We have shown that the bias of the 100% C-peptide preservation criterion is, for practical purposes, negligible (0.2%) and that it is sensitive enough to detect an efficacious treatment. Therefore, to support efficacy claims of β-cell preservation therapies in T1D submitted to U.S. and European regulatory agencies, we recommend use of the 100% C-peptide preservation criterion. Individual classification is, however, unreliable and thus we agree with the PhRMA position paper, which also advises that responder analysis should be performed only after statistical significance of the original continuous variable (in our case, C-peptide change from baseline) has first been established and then the responder analysis should be considered as supportive analysis (8).

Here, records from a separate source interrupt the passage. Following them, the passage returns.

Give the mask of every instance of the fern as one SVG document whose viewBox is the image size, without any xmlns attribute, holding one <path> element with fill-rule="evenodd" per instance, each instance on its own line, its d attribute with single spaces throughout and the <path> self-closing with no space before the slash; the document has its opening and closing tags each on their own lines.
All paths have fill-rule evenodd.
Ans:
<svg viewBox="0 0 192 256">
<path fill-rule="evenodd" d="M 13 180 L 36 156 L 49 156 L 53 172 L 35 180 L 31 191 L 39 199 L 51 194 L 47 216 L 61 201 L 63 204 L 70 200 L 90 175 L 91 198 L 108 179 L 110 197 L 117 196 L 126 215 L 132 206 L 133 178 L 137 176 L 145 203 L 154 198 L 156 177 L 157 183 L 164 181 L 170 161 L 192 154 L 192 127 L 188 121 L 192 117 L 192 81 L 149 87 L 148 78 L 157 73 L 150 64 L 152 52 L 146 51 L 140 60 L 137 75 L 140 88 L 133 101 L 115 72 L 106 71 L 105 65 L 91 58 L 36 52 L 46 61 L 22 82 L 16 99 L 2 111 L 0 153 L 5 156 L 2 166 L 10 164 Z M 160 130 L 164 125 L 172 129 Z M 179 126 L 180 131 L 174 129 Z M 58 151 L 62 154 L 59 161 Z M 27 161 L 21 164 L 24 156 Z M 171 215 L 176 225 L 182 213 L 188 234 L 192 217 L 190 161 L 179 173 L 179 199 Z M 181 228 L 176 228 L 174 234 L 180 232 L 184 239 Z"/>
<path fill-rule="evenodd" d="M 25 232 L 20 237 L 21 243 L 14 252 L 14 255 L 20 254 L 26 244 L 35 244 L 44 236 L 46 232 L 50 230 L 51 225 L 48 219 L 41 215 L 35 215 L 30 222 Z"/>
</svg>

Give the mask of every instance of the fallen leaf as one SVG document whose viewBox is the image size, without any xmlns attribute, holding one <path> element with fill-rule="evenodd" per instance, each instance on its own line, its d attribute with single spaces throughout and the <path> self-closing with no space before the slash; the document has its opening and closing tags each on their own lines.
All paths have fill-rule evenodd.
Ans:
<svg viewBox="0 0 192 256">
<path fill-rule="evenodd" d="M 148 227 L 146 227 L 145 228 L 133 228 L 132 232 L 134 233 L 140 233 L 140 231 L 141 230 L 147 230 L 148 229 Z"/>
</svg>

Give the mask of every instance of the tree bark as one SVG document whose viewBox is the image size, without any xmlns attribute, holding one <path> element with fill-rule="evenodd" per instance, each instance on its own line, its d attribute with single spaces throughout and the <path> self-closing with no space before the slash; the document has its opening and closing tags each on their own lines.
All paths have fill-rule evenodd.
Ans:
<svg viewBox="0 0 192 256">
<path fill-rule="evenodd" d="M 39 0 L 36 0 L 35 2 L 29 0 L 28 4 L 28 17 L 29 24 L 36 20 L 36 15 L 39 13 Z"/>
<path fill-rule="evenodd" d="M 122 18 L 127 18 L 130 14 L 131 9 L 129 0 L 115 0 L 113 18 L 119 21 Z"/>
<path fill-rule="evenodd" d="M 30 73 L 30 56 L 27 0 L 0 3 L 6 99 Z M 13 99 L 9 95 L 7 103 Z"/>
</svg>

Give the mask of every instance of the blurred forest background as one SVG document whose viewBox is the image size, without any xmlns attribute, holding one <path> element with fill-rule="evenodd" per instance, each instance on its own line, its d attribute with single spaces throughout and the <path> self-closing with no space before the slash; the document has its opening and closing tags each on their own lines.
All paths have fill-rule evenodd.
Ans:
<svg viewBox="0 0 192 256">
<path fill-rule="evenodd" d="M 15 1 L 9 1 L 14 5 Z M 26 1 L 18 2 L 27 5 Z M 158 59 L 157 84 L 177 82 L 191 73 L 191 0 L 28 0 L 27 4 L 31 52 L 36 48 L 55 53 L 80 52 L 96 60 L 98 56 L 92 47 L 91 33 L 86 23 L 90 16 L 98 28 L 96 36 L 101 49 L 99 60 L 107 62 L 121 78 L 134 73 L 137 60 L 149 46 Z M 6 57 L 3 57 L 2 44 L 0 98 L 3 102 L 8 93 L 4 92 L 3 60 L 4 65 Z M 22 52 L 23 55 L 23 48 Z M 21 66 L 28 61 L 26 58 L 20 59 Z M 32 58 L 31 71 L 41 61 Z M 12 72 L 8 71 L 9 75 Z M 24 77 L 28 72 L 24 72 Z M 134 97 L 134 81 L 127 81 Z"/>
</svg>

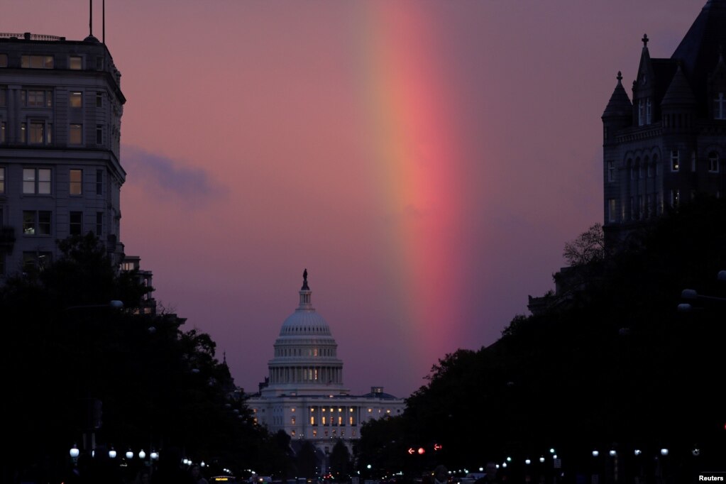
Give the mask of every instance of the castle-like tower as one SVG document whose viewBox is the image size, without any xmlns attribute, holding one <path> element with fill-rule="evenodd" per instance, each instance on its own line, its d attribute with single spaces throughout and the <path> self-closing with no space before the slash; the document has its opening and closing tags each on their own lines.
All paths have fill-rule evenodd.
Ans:
<svg viewBox="0 0 726 484">
<path fill-rule="evenodd" d="M 91 35 L 0 33 L 0 284 L 89 231 L 121 263 L 121 77 Z"/>
<path fill-rule="evenodd" d="M 643 37 L 632 101 L 603 113 L 606 242 L 699 194 L 726 196 L 726 0 L 708 0 L 669 59 Z"/>
</svg>

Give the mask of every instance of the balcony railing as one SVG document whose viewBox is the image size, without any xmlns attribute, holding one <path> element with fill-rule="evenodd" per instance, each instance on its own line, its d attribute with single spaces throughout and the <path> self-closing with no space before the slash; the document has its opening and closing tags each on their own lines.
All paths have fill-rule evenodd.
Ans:
<svg viewBox="0 0 726 484">
<path fill-rule="evenodd" d="M 30 33 L 25 32 L 23 33 L 10 33 L 7 32 L 0 32 L 0 38 L 23 38 L 26 41 L 65 41 L 65 37 L 58 36 L 46 36 L 41 33 Z"/>
</svg>

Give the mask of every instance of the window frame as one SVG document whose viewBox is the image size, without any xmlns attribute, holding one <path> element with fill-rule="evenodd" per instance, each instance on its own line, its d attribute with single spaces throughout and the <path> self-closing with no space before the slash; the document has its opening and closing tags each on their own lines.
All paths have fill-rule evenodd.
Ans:
<svg viewBox="0 0 726 484">
<path fill-rule="evenodd" d="M 712 151 L 709 153 L 709 173 L 719 173 L 719 154 L 715 151 Z"/>
<path fill-rule="evenodd" d="M 55 58 L 52 55 L 24 54 L 20 56 L 21 69 L 54 69 Z"/>
<path fill-rule="evenodd" d="M 671 149 L 671 171 L 680 171 L 680 150 Z"/>
<path fill-rule="evenodd" d="M 74 61 L 78 61 L 78 67 L 74 67 Z M 83 58 L 80 55 L 69 55 L 68 69 L 70 70 L 83 70 Z"/>
<path fill-rule="evenodd" d="M 28 177 L 28 172 L 32 171 L 32 178 Z M 48 179 L 41 179 L 41 175 L 48 176 Z M 28 184 L 33 184 L 33 191 L 28 191 Z M 41 191 L 46 188 L 47 192 Z M 53 171 L 52 168 L 23 168 L 23 194 L 24 195 L 52 195 L 53 194 Z"/>
<path fill-rule="evenodd" d="M 76 177 L 78 179 L 74 179 Z M 83 194 L 83 171 L 81 168 L 68 170 L 68 194 L 71 197 Z"/>
<path fill-rule="evenodd" d="M 68 107 L 78 110 L 83 107 L 83 91 L 71 91 L 68 93 Z"/>
<path fill-rule="evenodd" d="M 23 210 L 23 234 L 26 237 L 50 237 L 53 231 L 51 210 Z"/>
<path fill-rule="evenodd" d="M 68 212 L 68 235 L 83 235 L 83 213 L 78 210 Z"/>
<path fill-rule="evenodd" d="M 80 139 L 76 140 L 74 134 L 78 133 Z M 80 123 L 70 123 L 68 124 L 68 144 L 79 146 L 83 144 L 83 125 Z"/>
</svg>

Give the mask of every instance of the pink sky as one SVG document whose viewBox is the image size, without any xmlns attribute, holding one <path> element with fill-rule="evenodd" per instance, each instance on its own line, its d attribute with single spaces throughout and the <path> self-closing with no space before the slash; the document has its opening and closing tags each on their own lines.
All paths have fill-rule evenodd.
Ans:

Caution must still be exercised even when a responder analysis is relegated to “supportive” or “secondary” status. It is well known in the statistical literature that the dichotomization of a continuous measurement reduces statistical power (23). Moreover, in the presence of “measurement error,” as is the case with the C-peptide assay, the estimated treatment difference between responder percentages will be underestimated (17). Further issues arise from assay variation by the misclassification of true responders as nonresponders and true nonresponders as responders. Such misclassification leads to estimation bias and lowers the power of tests of association between categorical variables, such as the presence of a gene allele or sex of the subject, and responder status (24,25).

One limitation of our study is that we have not considered the use of responder analyses that attempt to identify factors, such as genotype or phenotype, that determine response to therapy, i.e., responder studies restricted to only treated subjects. However, such studies are typically exploratory and not intended to support efficacy claims. Although regulatory considerations are not directly relevant, we do recommend that the responder definition used in such studies be at least assessed for bias and reliability so that a realistic interpretation of findings can be made. Another limitation is that our evaluations required computer simulations with assumed values. In the case of the estimate of intrasubject variability, we note that the parent study collected C-peptide measurements from subjects having a broad range of diabetes duration at baseline. It is conceivable that data from a study with more homogeneous diabetes experience might have led to different estimates of within-subject variability and altered some of our findings.

In summary, we recommend that the use of responder analysis in insulin preservation studies be considered circumspectly as a means to help interpret the clinical relevance of statistically significant results based on C-peptide measurement and not as a primary analytic end point. Every responder definition should be prespecified and evaluated for bias, reliability, and external validity prior to its use in clinical research. When insulin preservation is the focus, the logical threshold for defining a C-peptide responder is “no change or increase from baseline.” There are no advantages to, or need for, alterations to this threshold to accommodate intrasubject variation. In addition, this “logical threshold” meets the recommendations of the PhRMA, FDA, and EMA for responder analysis in β-cell preservation studies. This logical threshold provides nearly unbiased interpretations that were shown to be sensitive to the presence of a treatment effect in the case of the TrialNet rituximab study. Finally, we recommend that a responder definition based on the notion of an “acceptable” reduction of β-cell decline be established via consensus by the T1D community.